The woman, not much more than a girl, thought Mankiller, smiled ingratiatingly.
“I haven’t noticed any Twi’lek dancers here,” observed the Sith. “I had heard they were the best.”
To Mankiller’s pleasure, the smile disappeared from Wiley’s face.
“Twi’leks are overdone,” Kryptos replied as he moved her down the line of staff.
“The is Jedd the head bartender.”
Jedd looked at the floor.
“This is Jorjel.” Kryptos pointed at Stavril and tried to hurry Mankiller past again.
The boy in front of her seemed to exude nervousness. He alternated from avoiding looking at her at all to shooting her guilty glances. She noticed his clothing seemed a very poor fit. She was about to say something when Kryptos slapped the boy on the shoulder.
“He’s my cousin and–” he leaned towards her to whisper “–he’s a little slow.”
Mankiller felt Kryptos’s tension and enjoyed having him at a disadvantage. While savoring the feeling, she looked at the next staff member in line, and blinked with shock.
“Is this your cousin as well?”
Kryptos followed her gaze down to the furry body and large eyes of a grinning Ewok. He sighed.
“No. That’s an Ewok. He’s my accountant.”
Before she could receive a further explanation, Reddrake bowed beside her.
“Commander, two gentlemen have arrived. I think you may wish to see them.”
“What do I care who decides to spend his time at a nightclub?”
“Commander, they are Inquisitors.” The last word came out as little more than a hiss.
* * *
Valon adjusted his glimmering robes as he sat down.
“This is a charming little place. So seedy.”
“Yes,” said Rilk. “It must remind you of home.”
“Look, don’t be such a fusspot. There’s no reason we can’t combine business with pleasure.”
“I didn’t know you made a distinction between the two. Anyway, I would have rather done this in more… neutral surroundings. This seems a little absurd, doesn’t it?”
Rilk looked up to see a tall woman approaching the table. A little weasel-faced man followed closely behind her.
“Commander Mankiller, I presume?” The two Inquisitors did not stand.
Mankiller towered over them both for a moment and then brushed her aide away.
“You seem to have the advantage over me, gentlemen.”
That’s part of the job, thought Rilk. He noticed that she had very thick dark hair and wondered if it didn’t get in the way during combat.

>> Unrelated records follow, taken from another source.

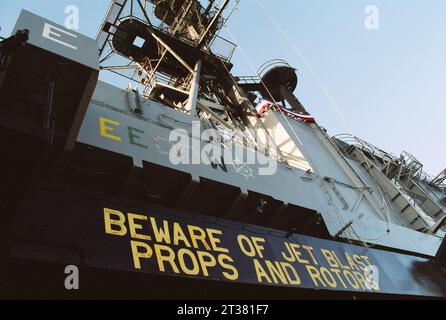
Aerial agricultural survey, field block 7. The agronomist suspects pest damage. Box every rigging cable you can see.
[225,8,389,244]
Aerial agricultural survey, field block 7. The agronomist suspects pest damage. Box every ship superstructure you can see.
[0,0,446,297]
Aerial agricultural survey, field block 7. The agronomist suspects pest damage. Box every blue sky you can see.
[0,0,446,175]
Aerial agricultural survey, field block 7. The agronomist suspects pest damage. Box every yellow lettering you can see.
[130,240,153,269]
[128,213,151,241]
[218,254,238,280]
[253,259,272,283]
[173,222,191,248]
[197,251,217,277]
[99,117,122,141]
[207,229,229,253]
[104,208,127,237]
[265,260,288,284]
[178,248,200,276]
[187,226,211,250]
[150,217,170,244]
[155,244,180,273]
[305,265,326,287]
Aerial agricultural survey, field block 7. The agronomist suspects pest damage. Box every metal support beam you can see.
[149,30,194,73]
[185,60,201,117]
[198,0,230,48]
[279,85,308,115]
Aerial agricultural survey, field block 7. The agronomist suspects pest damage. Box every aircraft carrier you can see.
[0,0,446,299]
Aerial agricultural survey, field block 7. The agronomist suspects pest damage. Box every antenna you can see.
[97,0,247,126]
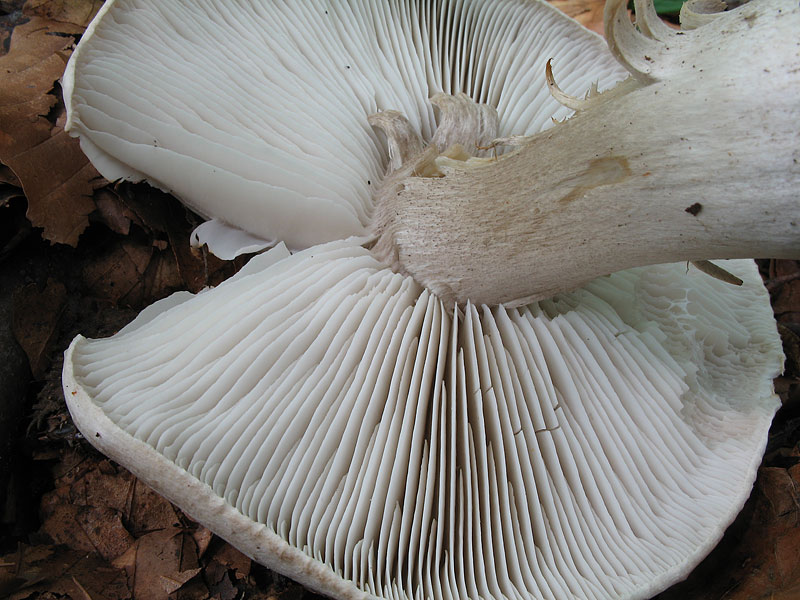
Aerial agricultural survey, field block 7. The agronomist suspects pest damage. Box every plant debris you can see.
[0,0,800,600]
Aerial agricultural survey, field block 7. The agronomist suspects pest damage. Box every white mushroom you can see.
[64,0,800,600]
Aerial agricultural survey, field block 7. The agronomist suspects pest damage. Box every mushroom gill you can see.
[63,0,800,600]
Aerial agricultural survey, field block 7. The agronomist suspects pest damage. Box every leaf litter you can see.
[0,0,800,600]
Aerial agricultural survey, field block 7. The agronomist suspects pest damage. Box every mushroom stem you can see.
[374,0,800,305]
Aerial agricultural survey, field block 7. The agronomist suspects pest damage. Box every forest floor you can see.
[0,0,800,600]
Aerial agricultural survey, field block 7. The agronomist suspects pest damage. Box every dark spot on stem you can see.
[684,202,703,217]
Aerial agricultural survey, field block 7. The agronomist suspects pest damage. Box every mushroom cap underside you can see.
[63,0,626,257]
[64,240,782,600]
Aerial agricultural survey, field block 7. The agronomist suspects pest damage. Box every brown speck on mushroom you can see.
[684,202,703,217]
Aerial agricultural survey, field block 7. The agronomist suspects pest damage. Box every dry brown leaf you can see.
[0,17,103,246]
[0,545,131,600]
[22,0,103,27]
[83,240,153,304]
[42,504,134,561]
[126,478,181,537]
[113,528,202,600]
[13,279,67,379]
[548,0,605,35]
[94,187,137,235]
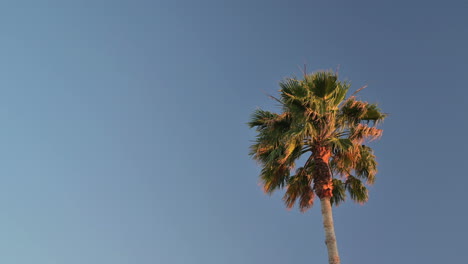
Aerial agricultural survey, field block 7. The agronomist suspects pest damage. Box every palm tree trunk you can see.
[320,197,340,264]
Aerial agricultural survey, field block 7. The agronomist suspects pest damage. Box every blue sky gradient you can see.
[0,1,468,264]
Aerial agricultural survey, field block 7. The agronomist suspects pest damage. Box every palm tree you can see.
[248,71,386,264]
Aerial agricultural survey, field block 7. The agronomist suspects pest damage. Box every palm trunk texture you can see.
[320,197,340,264]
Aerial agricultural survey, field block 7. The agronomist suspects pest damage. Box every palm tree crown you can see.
[248,71,386,212]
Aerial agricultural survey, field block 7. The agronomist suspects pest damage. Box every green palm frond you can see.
[248,71,386,211]
[330,179,346,206]
[345,175,369,204]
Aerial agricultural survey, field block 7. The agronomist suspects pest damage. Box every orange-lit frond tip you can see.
[299,187,315,213]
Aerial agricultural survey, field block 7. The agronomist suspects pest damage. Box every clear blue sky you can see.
[0,1,468,264]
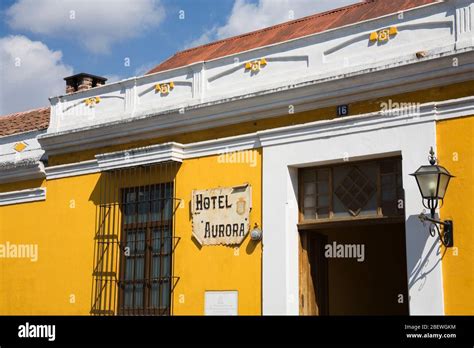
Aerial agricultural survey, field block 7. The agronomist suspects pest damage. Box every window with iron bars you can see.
[119,183,173,315]
[90,162,180,315]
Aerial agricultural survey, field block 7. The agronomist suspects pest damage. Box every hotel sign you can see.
[191,185,252,245]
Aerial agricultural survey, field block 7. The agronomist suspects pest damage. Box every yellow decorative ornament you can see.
[369,31,379,41]
[155,81,174,95]
[245,58,267,72]
[84,97,100,107]
[369,27,398,42]
[13,142,28,152]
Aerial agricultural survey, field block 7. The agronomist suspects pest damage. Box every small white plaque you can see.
[204,291,239,315]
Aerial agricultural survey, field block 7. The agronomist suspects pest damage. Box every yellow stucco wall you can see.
[49,81,474,165]
[0,150,262,315]
[0,174,99,315]
[437,116,474,315]
[173,150,262,315]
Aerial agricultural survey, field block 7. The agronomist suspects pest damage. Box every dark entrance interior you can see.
[300,222,409,315]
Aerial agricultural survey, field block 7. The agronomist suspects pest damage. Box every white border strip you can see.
[41,96,474,180]
[0,187,46,206]
[45,160,100,180]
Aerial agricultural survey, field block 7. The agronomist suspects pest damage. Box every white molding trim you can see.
[0,162,46,184]
[95,142,183,171]
[38,48,474,155]
[42,96,474,180]
[0,187,46,206]
[46,160,100,180]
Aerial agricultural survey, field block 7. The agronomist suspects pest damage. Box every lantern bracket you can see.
[418,213,454,248]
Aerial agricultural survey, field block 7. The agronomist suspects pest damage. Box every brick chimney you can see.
[64,73,107,94]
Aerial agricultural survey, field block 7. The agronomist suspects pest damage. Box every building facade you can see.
[0,0,474,315]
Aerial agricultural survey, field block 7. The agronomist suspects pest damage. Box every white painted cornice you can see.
[45,159,100,180]
[40,0,474,155]
[95,143,183,171]
[39,50,474,155]
[0,160,46,184]
[0,187,46,206]
[41,96,474,179]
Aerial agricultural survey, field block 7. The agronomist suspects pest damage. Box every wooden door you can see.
[299,232,328,315]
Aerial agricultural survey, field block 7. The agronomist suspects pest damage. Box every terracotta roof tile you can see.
[0,107,49,136]
[146,0,439,75]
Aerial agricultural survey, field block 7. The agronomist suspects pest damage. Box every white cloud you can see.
[186,0,359,47]
[6,0,165,53]
[0,36,73,115]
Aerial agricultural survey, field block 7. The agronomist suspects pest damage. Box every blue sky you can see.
[0,0,356,115]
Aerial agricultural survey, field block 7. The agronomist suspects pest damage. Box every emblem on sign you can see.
[155,82,174,95]
[191,184,251,245]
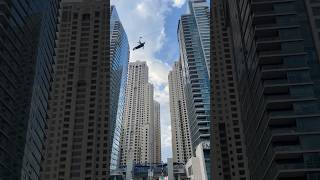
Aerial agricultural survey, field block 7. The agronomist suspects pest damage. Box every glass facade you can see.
[0,0,60,180]
[110,6,129,170]
[178,0,210,150]
[226,0,320,180]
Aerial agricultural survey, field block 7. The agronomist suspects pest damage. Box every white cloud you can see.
[173,0,186,8]
[111,0,175,161]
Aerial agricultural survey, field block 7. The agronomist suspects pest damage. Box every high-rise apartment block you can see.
[211,1,249,180]
[168,61,192,163]
[41,0,112,180]
[110,6,129,170]
[0,0,60,180]
[120,61,159,166]
[153,101,161,164]
[221,0,320,180]
[178,0,211,153]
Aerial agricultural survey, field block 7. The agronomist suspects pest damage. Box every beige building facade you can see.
[120,61,161,165]
[168,62,192,163]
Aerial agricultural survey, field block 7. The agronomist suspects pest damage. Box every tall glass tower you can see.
[178,0,210,152]
[0,0,60,180]
[110,6,130,170]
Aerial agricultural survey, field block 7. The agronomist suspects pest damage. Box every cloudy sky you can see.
[111,0,186,162]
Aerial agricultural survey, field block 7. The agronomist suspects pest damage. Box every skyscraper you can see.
[210,0,249,180]
[0,0,60,180]
[120,61,157,165]
[224,0,320,180]
[153,101,161,164]
[110,6,129,170]
[41,0,112,180]
[178,0,210,153]
[168,61,192,163]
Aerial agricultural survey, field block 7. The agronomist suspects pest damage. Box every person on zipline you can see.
[133,37,146,51]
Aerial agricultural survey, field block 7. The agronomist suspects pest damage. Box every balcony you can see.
[256,37,303,51]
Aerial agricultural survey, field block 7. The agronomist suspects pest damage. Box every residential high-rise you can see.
[120,61,158,166]
[210,0,249,180]
[168,61,192,163]
[110,6,129,170]
[224,0,320,180]
[41,0,112,180]
[0,0,60,180]
[153,101,161,164]
[178,0,211,153]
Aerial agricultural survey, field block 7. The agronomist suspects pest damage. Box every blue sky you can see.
[111,0,186,162]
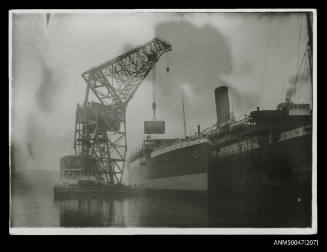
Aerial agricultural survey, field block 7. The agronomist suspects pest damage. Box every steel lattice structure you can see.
[74,38,172,184]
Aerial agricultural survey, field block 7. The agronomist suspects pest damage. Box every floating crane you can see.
[60,38,172,184]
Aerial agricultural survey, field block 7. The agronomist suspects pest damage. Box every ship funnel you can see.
[215,86,230,126]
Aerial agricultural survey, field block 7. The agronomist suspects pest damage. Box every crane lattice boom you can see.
[74,38,171,184]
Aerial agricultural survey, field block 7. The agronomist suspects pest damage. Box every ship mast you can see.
[182,96,186,138]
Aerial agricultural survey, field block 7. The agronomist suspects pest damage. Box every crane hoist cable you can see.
[152,66,157,121]
[152,54,170,121]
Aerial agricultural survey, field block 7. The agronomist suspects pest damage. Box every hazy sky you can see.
[11,9,310,170]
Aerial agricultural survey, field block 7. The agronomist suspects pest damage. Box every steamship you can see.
[126,131,212,194]
[208,13,313,227]
[207,86,312,227]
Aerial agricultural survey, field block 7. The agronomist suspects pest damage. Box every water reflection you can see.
[59,195,207,227]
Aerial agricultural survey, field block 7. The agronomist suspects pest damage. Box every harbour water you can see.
[11,171,208,227]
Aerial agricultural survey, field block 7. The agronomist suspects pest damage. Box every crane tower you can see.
[61,38,171,184]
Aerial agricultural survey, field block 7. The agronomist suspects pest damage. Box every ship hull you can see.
[127,139,211,192]
[208,134,312,227]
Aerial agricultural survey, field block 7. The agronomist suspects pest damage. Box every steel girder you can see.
[74,38,171,184]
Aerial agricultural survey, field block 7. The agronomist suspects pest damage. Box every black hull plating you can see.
[208,134,312,227]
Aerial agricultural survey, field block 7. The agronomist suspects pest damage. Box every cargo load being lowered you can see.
[60,38,171,185]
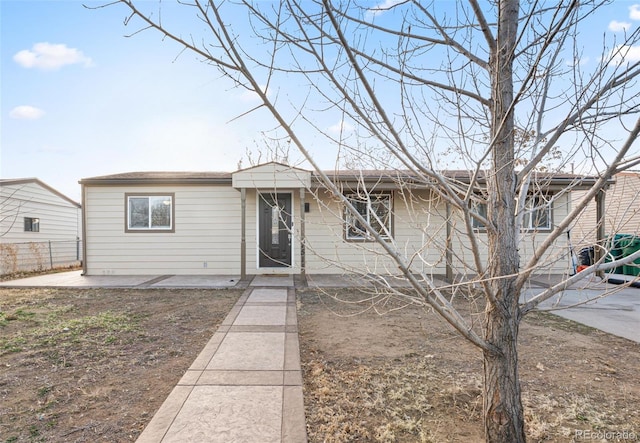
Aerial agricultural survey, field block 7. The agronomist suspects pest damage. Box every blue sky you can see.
[0,0,640,200]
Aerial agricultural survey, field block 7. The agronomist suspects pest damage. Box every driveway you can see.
[523,280,640,343]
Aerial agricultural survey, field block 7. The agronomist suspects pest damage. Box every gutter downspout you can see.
[445,202,453,283]
[594,189,607,278]
[300,188,307,286]
[240,188,247,280]
[80,184,87,276]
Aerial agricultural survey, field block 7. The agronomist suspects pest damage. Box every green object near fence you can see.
[623,237,640,275]
[605,234,634,274]
[605,234,640,276]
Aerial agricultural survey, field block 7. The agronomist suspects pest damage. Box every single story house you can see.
[80,162,594,277]
[571,171,640,246]
[0,178,82,274]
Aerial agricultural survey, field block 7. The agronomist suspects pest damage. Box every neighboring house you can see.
[0,178,82,274]
[571,171,640,247]
[80,163,593,276]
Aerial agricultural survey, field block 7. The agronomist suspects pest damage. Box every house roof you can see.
[0,177,81,208]
[80,163,598,188]
[79,171,231,185]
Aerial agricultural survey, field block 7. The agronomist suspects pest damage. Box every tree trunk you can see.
[484,292,525,443]
[484,0,525,443]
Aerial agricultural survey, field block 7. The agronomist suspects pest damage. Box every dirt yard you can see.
[0,289,241,443]
[298,290,640,443]
[0,289,640,443]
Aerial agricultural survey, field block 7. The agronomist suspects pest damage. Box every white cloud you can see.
[609,20,631,32]
[612,45,640,65]
[329,120,355,134]
[13,42,93,71]
[9,105,44,120]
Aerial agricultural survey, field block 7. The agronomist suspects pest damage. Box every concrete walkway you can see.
[137,277,307,443]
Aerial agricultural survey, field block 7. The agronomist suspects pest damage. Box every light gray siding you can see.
[305,191,571,275]
[85,186,240,275]
[571,172,640,247]
[0,179,82,274]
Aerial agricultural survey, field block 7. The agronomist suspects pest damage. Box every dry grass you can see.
[298,291,640,443]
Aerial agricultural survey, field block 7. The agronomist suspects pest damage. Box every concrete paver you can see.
[137,285,307,443]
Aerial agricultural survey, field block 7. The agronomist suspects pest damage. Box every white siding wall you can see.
[571,172,640,250]
[85,182,570,275]
[0,182,82,274]
[85,186,241,275]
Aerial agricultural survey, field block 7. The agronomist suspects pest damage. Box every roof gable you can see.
[232,162,311,189]
[0,177,81,208]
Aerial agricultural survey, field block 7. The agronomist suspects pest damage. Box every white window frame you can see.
[471,195,553,232]
[24,217,40,232]
[125,193,175,233]
[344,192,393,241]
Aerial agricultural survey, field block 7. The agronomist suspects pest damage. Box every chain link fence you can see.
[0,239,82,275]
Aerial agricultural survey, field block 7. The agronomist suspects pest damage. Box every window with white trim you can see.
[344,193,392,240]
[127,194,174,232]
[24,217,40,232]
[522,196,551,231]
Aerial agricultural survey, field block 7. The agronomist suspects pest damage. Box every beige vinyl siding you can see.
[571,172,640,247]
[85,185,240,275]
[305,192,446,274]
[305,191,570,275]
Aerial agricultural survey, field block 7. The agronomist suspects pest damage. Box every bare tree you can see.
[96,0,640,442]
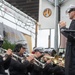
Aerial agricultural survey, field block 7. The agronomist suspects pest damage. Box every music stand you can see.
[61,29,75,39]
[61,29,75,33]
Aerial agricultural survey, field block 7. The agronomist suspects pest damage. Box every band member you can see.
[31,47,44,75]
[0,35,12,75]
[9,44,33,75]
[43,51,65,75]
[59,5,75,75]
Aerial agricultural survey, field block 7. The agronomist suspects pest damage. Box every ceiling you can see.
[5,0,39,21]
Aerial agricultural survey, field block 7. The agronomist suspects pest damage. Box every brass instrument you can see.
[45,56,65,67]
[23,53,45,68]
[0,48,23,60]
[1,48,45,68]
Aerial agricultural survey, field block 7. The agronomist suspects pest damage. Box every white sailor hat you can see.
[66,5,75,13]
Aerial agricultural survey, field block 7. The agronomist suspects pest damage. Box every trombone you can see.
[0,48,45,68]
[0,48,23,60]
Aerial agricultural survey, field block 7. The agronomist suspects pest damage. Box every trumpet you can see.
[23,53,45,68]
[44,56,65,67]
[0,48,23,60]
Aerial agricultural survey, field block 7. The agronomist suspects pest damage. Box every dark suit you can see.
[61,20,75,75]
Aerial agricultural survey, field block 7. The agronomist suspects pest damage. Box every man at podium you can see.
[59,5,75,75]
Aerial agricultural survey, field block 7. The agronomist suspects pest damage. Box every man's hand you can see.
[6,49,12,55]
[59,21,66,27]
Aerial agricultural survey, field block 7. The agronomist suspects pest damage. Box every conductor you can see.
[59,5,75,75]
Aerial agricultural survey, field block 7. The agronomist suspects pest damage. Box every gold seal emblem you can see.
[43,8,52,18]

Valon performed the introductions and invited her to have a seat. With a look of someone being told she was about to swim with Cretosharks, she joined them.
“I was just saying to Rilk here what a quaint little place this is.” Valon smiled, his blond hair glowing like a halo around his face.
Mankiller sat awkwardly and glanced at her hands. Her nails were unpolished. Valon’s were not.
She would be more comfortable in the midst of battle than in conversation, Rilk guessed.
“Yes,” she said finally, “The owner is quite a character. You must meet him.”
“All in good time. Tell me, your father wasn’t Leonid Mankiller, was he?”
She glanced at Valon warily.
“Yes. He was my father.”
“Really! I was a great fan of his back at the Academy — well, of his techniques, I mean. I never had the pleasure of meeting him personally.”
Mankiller looked out over the crowd. “I’m not sure ‘pleasure’ is how most of those who met him would describe it.”
Valon doubled over with polite laughter. Rilk studied her face.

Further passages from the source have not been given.